I voted frt the teacher, but now I feel they both are correct.

The premise: “Marty ate 4/6 of his pizza and Luis ate 5/6 of his pizza.”
Nowhere does it state that their pizzas must be the same size.

The question asked was “***How ***is that possible?” The student responded with the only possible correct answer to the question that was asked, based on the premise. The student is correct, and the teacher is a dunce.

I don’t see how the teacher is technically right. The question started off by stating the following:

  1. Marty ate 4/6 of his pizza;
  2. Luis ate 5/6 of his pizza; and
  3. Marty ate more pizza than Luis.

It then asks how this is possible. The only possible answer to that question, as worded, would be that Marty’s pizza was larger than Luis’ pizza.

I side with the student, but I’m confused: What answer was the teacher going for?

All I know is I always make them cut my pizza into six slices, because I can’t eat eight.

:smiley:

That’s how I voted. I’d really like to see the rest of the test to see how the other questions were worded.

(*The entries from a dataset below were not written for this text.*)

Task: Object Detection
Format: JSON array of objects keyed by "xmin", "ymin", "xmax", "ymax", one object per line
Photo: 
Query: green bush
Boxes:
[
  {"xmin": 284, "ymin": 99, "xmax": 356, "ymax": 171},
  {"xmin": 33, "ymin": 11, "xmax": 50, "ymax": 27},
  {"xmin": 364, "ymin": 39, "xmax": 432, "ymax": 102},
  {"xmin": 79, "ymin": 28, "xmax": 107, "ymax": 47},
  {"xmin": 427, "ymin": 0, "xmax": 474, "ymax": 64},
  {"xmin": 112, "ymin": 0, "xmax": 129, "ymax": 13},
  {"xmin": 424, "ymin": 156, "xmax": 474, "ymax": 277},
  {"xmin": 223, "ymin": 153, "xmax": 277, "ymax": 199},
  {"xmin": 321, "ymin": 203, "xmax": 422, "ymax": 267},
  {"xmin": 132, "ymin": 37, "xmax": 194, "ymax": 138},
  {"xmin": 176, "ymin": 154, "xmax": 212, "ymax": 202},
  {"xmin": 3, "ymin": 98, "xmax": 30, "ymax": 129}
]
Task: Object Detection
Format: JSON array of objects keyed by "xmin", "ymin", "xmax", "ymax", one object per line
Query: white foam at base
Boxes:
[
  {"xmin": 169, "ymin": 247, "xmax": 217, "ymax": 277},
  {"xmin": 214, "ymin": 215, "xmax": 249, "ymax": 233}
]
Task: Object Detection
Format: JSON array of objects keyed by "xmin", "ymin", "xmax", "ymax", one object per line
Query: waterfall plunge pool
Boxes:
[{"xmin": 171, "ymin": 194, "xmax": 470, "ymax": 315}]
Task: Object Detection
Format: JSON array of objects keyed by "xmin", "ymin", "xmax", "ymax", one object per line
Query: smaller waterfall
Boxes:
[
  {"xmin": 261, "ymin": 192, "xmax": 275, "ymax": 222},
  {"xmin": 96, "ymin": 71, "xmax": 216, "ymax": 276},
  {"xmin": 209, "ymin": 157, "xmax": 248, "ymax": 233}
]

If the test was about taking a bunch of facts and reaching an obvious conclusion then the students weren’t supposed to come up with trick answers.

To give a hypothetical example, suppose this had been a question:

Joe and Mary traveled from their home to their school, which is two miles away from their home. Joe walked and Mary rode the bus. Joe got to school first. Is that possible?

Now obviously it’s possible to figure out some way in which Joe was able to walk faster than Mary rode. But the students are being asked to apply their knowledge of the relative speeds of bus travel versus walking to a specific situation. The purpose of this test is to take the facts you know and learn how to apply them in the real world.

Marty could also have eaten some of someone else’s pizza.

What planet was this on? Here on Earth, it’s quite reasonable for pizzas to be available in different sizes, and for 4/6 of 12" pizza to be bigger than 5/6 of a 6" pizza. The kid’s answer wasn’t just “technically” true, it was perfectly true and perfectly reasonable.

What’s not reasonable is expecting test-takers to assume the pizzas were of identical size when that was not stated, and is known by virtually anyone over 4 years old to not necessarily be the case. It’s also not particularly reasonable to make plausible statements of fact as part of the question and expect the testees to declare them false.

ETA: That teacher is an idiot.

The teacher wanted the kid to fight the hypothetical.

If the hypothetical states:

  1. Marty ate 4/6 of his pizza;
  2. Luis ate 5/6 of his pizza; and
  3. Marty ate more pizza than Luis.

The answer the teacher was going for is that this is not possible since 5/6 is greater than 4/6.

The kid’s answer hinges on the fact that there is no specification that both were eating pizzas that were of the same size when whole. So if Marty ate 4/6 of a 12in diameter pizza then he ate more square inches of pizza (~75.36in[sup]2[/sup]) than Luis had if Luis ate 5/6 of an 10in diameter pizza (~65.42in[sup]2[/sup]).

Yes, maybe Mary’s bus was armed with a bomb that will explode if it drops below 50 miles per hour and had to take a 2-hour long action-packed ride through the city until a courageous police officer saved the passengers.

Sure. Joe took a short cut on a path the bus couldn’t use, and although they both left home at the same time Mary had to wait 30 minutes for the bus to come while Joe started moving towards the school right away.

Says who?

It strikes me as a piss-poor way to do it. How does anyone know what facts are known by the testee? Why is someone smart enough to realize that the relative speeds are not the ONLY factors here penalized for seeing the big picture while someone who makes unsupported assumptions is rewarded?

Indeed. I assume a good portion of us answered immediately with that answer. The teacher’s answer is just plain dumb for this question.